Московский стол занял Юрий, который повёл непримиримую борьбу за великий владимирский стол с родственником – великим князем владимирским и тверским Михаилом Ярославичем. Тверь претендовала на верховную роль в Северо-Восточной Руси, нахождение Михаила на великом владимирском столе укрепляло её позиции, однако московские князья тоже претендовали как на владимирский стол, так и вообще на ведущую роль на Руси.
Несмотря на то, что Москва была основана раньше, Тверь в начале XIV века время была крупнее и значительнее Москвы… Кремль, каменные храмы, большое население, монастыри… Тверские князья прочно сидели и на владимирском великом столе…
Могла ли Тверь стать исторической альтернативой Москве? При лично выдающемся тверском великом князе этого исключать было нельзя, но всё та же география была против Твери – стратегическое положение Москвы как естественного центра притяжения оказывалось более удачным.

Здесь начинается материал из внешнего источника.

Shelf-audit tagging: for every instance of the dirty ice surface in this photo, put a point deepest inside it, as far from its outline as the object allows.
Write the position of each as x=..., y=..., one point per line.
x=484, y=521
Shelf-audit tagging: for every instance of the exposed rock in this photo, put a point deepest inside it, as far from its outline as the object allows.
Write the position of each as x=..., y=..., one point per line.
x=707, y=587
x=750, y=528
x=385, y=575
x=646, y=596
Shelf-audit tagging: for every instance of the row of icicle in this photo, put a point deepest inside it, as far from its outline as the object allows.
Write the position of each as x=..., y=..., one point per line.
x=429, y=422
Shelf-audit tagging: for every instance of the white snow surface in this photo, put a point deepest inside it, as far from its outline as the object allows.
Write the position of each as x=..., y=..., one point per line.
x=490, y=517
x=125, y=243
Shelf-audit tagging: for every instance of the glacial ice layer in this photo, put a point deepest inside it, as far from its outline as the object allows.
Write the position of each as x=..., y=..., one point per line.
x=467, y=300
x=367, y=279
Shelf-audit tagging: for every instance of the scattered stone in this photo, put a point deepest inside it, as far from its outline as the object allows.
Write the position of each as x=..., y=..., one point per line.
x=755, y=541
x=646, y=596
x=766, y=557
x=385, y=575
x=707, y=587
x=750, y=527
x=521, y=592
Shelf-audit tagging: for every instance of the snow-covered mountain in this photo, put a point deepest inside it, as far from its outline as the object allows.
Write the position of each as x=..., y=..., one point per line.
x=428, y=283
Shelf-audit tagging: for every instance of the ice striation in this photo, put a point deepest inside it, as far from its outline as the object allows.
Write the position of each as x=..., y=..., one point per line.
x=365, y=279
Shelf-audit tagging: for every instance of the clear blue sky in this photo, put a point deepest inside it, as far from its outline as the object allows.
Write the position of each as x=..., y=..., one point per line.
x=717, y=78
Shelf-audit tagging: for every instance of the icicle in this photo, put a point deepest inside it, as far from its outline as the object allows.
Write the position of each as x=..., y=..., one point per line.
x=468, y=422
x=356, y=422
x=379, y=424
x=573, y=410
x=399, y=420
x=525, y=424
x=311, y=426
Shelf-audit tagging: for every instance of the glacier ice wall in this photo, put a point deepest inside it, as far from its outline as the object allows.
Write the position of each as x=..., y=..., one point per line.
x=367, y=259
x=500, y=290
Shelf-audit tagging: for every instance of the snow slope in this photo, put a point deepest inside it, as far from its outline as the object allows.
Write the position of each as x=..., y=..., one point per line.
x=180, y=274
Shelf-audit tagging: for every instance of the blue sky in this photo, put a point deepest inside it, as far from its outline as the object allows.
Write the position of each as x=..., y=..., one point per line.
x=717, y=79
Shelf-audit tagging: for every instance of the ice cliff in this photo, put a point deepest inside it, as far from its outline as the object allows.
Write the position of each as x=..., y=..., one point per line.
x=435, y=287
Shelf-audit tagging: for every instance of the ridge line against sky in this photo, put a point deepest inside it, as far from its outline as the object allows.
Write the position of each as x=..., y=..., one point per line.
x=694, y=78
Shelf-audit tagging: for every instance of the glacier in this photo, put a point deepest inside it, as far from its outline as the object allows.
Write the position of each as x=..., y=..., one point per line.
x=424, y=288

Конфликт между Москвой и Тверью в начале XIV века, персонифицированный в конфликте между Юрием Московским и Михаилом Тверским тоже оказывался "бифуркационным".
Рязань из борьбы за первенство выбывала, хотя её претензии на "самость" будут живы ещё чуть ли не век. В середине XIV века столица рязанских князей была перенесена из старой Рязани в Переяславль Рязанский, стоящий на высоком холме, опоясанном реками Трубеж, Лыбель и глубоким рвом, их соединяющим. (Сегодня это и есть современная Рязань). Однако первенствующего значения рязанские князья и после этого не обрели.

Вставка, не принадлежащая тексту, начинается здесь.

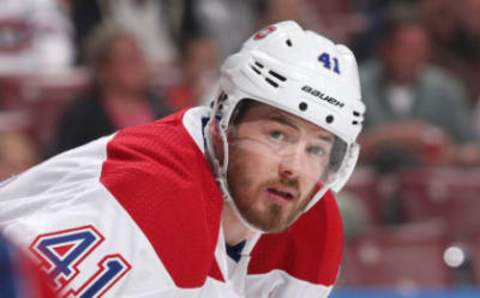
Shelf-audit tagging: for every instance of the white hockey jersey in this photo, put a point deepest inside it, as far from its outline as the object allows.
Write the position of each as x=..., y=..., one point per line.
x=137, y=214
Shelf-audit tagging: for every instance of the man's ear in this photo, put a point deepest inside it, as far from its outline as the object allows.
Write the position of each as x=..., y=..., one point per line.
x=217, y=142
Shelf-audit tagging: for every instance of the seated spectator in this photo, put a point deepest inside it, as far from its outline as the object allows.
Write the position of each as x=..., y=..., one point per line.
x=147, y=19
x=120, y=96
x=34, y=35
x=414, y=109
x=199, y=63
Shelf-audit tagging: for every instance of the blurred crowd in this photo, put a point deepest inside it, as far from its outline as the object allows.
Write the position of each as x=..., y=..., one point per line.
x=74, y=70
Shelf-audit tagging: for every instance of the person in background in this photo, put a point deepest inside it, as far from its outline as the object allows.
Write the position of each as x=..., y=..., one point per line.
x=227, y=201
x=417, y=113
x=18, y=152
x=199, y=64
x=34, y=36
x=120, y=95
x=147, y=19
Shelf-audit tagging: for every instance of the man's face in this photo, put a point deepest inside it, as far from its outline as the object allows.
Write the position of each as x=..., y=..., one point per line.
x=276, y=159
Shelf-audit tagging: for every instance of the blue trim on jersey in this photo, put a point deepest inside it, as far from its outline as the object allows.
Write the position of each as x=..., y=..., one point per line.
x=235, y=251
x=7, y=271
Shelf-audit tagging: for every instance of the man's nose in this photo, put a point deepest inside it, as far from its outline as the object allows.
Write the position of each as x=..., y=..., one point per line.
x=291, y=164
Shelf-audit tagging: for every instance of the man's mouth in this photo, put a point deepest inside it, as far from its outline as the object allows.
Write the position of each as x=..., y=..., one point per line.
x=282, y=193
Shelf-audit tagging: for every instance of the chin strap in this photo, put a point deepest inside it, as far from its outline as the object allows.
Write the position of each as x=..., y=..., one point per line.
x=347, y=168
x=336, y=182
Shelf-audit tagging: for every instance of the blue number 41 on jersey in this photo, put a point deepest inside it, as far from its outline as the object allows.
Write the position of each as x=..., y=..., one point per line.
x=60, y=253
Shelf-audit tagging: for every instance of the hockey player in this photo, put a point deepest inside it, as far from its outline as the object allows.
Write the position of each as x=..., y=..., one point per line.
x=229, y=201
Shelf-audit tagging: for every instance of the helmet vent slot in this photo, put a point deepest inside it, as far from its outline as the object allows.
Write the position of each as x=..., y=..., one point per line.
x=271, y=82
x=280, y=77
x=258, y=64
x=255, y=69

Тверское, Московское и Владимирское княжества, объединившись под одной рукой и приведя к союзничеству Рязань, составили бы мощную силу. Не будучи готовыми к вооруженному противостоянию со всё ещё сильной Золотой Ордой, объединённая Северо-Восточная Русь могла бы, тем не менее, парализовать литовское влияние в Южной Руси и восстановить русские позиции в Южной Руси, включая Киев и Чернигов.
В случае успеха, можно было бы думать о возврате из-под владычества Польши и Венгрии также Юго-Западной и Западной Руси.
Объективные исторические условия отнюдь не препятствовали подобному развитию событий, и к середине XIV века новая Русь от Карпат до Оки была бы возможна. Постепенная деградирующая Золотая Орда вряд ли смогла бы эффективно противодействовать этому.